Why children so intensely
wanted by their parents would be damaged by the knowledge
that they were desperately wanted has yet to explained by
the HFEA. Even more ludicrous is the HFEA's claim that sex-selected
children would be treated prejudicially since their mothers
and fathers would try to mould them to fulfil parental expectations.
The argument that children should be given space to develop
and not pressured into fulfilling their parents' expectations
has been repeated time and again by the HFEA.

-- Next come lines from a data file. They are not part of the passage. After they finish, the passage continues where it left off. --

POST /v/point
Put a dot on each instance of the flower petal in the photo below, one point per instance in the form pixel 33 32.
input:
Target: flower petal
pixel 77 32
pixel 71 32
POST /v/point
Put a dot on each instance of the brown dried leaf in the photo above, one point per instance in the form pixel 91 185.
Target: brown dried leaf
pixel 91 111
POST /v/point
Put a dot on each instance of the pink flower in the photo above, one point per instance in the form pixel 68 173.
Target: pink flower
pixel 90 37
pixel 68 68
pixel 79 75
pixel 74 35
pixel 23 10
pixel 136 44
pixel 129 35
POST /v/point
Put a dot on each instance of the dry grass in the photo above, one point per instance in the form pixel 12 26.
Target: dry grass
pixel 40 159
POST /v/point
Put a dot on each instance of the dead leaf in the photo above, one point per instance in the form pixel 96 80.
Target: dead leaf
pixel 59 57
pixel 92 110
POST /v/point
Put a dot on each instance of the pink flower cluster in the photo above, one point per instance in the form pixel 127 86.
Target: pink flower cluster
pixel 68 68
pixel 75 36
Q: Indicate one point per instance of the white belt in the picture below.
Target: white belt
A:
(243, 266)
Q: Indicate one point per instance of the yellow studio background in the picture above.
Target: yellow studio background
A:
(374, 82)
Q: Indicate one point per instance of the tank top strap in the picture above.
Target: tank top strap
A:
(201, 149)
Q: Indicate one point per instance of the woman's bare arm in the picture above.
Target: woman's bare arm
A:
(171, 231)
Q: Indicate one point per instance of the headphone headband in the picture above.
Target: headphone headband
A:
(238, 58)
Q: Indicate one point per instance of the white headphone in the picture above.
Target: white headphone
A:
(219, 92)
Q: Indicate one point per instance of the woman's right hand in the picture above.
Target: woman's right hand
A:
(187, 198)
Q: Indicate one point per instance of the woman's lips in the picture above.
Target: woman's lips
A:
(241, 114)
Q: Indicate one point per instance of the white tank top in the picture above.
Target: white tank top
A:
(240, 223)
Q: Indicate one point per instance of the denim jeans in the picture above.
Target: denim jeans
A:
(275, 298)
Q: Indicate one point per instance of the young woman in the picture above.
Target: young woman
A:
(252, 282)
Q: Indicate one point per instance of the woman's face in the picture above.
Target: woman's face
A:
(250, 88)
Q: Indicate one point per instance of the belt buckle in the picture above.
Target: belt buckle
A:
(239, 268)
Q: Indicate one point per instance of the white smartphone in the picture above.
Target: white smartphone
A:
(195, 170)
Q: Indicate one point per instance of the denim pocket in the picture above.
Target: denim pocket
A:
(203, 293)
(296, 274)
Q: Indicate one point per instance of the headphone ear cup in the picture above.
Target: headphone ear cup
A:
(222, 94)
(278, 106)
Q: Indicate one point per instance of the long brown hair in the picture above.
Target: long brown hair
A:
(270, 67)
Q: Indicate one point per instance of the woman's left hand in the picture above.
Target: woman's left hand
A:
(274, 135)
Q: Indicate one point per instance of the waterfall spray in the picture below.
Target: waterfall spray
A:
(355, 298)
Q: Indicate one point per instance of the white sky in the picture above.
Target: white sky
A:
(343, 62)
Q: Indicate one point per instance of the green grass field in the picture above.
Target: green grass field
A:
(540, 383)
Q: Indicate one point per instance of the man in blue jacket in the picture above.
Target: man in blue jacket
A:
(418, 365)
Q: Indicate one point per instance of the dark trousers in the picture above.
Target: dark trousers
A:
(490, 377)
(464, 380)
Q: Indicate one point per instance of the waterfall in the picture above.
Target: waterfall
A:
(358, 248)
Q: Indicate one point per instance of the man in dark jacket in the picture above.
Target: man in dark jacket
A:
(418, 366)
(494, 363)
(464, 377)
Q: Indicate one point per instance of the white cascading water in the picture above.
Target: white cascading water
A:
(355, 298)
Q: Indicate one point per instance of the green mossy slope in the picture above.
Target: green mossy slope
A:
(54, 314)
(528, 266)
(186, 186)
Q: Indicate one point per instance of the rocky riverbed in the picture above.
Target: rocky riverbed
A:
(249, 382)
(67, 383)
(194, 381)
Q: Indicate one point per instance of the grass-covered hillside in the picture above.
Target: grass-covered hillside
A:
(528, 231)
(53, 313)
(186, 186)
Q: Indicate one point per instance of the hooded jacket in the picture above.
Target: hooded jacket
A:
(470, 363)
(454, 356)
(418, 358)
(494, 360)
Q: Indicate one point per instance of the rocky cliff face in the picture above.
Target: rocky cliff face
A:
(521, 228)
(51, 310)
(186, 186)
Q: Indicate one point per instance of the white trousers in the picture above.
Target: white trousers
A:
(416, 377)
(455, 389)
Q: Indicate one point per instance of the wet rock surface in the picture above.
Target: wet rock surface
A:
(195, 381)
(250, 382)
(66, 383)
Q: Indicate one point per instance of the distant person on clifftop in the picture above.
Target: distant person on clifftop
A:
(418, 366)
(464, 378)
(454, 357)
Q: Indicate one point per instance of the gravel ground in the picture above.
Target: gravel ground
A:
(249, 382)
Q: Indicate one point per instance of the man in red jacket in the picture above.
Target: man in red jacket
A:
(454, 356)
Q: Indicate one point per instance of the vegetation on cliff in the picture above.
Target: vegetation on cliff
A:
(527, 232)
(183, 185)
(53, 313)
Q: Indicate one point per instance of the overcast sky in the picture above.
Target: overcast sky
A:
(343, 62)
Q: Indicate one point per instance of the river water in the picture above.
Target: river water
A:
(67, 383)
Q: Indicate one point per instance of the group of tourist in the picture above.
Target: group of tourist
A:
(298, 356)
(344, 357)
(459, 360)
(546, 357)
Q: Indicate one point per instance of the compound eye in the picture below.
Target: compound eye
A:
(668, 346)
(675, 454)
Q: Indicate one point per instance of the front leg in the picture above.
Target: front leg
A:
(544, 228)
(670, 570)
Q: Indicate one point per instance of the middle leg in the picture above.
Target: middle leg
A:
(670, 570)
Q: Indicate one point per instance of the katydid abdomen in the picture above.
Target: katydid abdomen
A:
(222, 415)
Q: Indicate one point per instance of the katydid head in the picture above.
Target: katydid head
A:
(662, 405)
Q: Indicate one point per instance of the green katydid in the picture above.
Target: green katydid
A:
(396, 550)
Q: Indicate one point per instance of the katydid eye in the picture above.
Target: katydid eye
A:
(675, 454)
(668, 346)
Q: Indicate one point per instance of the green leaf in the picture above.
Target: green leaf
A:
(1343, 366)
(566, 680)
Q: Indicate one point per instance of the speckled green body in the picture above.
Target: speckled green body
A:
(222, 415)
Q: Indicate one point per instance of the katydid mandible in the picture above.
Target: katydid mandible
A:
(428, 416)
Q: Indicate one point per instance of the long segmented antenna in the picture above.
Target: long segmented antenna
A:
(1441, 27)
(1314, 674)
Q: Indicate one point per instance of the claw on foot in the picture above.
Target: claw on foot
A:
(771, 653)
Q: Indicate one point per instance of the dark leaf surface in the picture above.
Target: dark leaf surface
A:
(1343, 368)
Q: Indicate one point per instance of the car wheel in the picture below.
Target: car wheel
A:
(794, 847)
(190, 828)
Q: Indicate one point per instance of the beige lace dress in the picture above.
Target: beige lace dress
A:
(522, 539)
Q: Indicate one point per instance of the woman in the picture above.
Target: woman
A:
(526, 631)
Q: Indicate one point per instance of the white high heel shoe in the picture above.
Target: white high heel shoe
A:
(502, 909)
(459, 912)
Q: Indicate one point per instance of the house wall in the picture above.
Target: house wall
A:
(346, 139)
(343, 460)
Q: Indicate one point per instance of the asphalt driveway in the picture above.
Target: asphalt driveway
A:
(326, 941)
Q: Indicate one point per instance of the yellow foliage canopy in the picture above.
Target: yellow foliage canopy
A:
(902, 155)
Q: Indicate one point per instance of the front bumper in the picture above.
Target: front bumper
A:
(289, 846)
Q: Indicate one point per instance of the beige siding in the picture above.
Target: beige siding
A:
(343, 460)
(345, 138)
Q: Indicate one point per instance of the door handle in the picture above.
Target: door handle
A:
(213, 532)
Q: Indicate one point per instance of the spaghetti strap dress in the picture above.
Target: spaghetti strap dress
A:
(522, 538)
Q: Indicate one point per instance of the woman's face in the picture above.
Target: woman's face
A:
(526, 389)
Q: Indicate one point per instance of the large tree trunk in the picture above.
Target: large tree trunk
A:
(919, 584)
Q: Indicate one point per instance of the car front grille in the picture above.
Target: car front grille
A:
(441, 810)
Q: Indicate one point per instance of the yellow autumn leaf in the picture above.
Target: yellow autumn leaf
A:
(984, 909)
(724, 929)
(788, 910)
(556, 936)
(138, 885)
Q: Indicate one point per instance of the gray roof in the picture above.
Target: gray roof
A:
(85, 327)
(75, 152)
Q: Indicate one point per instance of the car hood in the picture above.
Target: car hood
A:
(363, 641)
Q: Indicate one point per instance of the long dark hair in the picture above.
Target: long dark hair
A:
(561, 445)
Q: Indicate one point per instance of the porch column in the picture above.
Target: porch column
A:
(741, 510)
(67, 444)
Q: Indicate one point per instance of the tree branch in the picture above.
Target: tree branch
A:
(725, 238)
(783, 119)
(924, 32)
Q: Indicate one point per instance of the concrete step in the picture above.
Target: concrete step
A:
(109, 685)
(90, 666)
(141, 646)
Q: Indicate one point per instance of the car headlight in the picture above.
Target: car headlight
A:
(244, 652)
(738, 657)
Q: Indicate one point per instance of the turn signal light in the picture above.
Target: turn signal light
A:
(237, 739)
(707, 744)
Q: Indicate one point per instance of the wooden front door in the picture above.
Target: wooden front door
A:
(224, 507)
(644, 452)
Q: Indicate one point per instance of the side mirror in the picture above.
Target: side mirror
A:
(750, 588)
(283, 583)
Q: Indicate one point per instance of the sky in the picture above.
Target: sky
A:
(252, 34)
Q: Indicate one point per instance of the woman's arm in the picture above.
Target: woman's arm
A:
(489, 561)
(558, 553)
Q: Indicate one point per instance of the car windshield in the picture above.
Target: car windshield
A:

Why should parental expectation
be stigmatised? Parents throughout the ages have had clear
expectations for their children and often did their best ensure
that their children fulfilled them. It is only on Planet HFEA
where parental expectation does not exist. Back on earth,
mothers and fathers rear their children with clear expectation
in mind. Family life always consists of a creative interaction
between the exercise of parental expectation and children's
aspiration. By turning parental expectation into a problem,
the HFEA undermines the very foundation on which a creative
family life can be conducted.
Yes, there are pushy parents
- most of whom do not select the gender of their children.
But do we really want a regulatory body like the HFEA to dictate
which parenting styles are acceptable and which are not?
When the HFEA was founded
in 1990, the intention of parliament was to regulate what
were seen then as controversial, cutting-edge treatments and
experiments using donated sperms and eggs and embryos. It
was given regulatory powers to ensure that couples were not
exploited, that the treatments they received were safe and
that scientists and clinics were held to public account.
The 1990 Act was a relatively
permissive one. It sought to provide opportunities for infertile
couples and women to gain access to IVF despite the reservations
of religious and conservative organisations. The intention behind
the setting up of the HFEA was not to police parents. It did
not seek to exercise jurisdiction over the relationship between
parents and children.
Sadly, in recent years the
HFEA has adopted an illiberal ethos that is deeply suspicious
of parents attempting to exercise the right to choose. Back
in 1990 when illiberal sentiments were expressed about giving
access to IVF to lesbians, single mothers and elderly women,
it was rightly argued that they were no less likely than other
parents to do the right thing. This sentiment has been reversed.
It appears that now the HFEA takes the view that ordinary
parents are just as likely as the traditionally stigmatised
group of mothers to behave irresponsibly towards their children.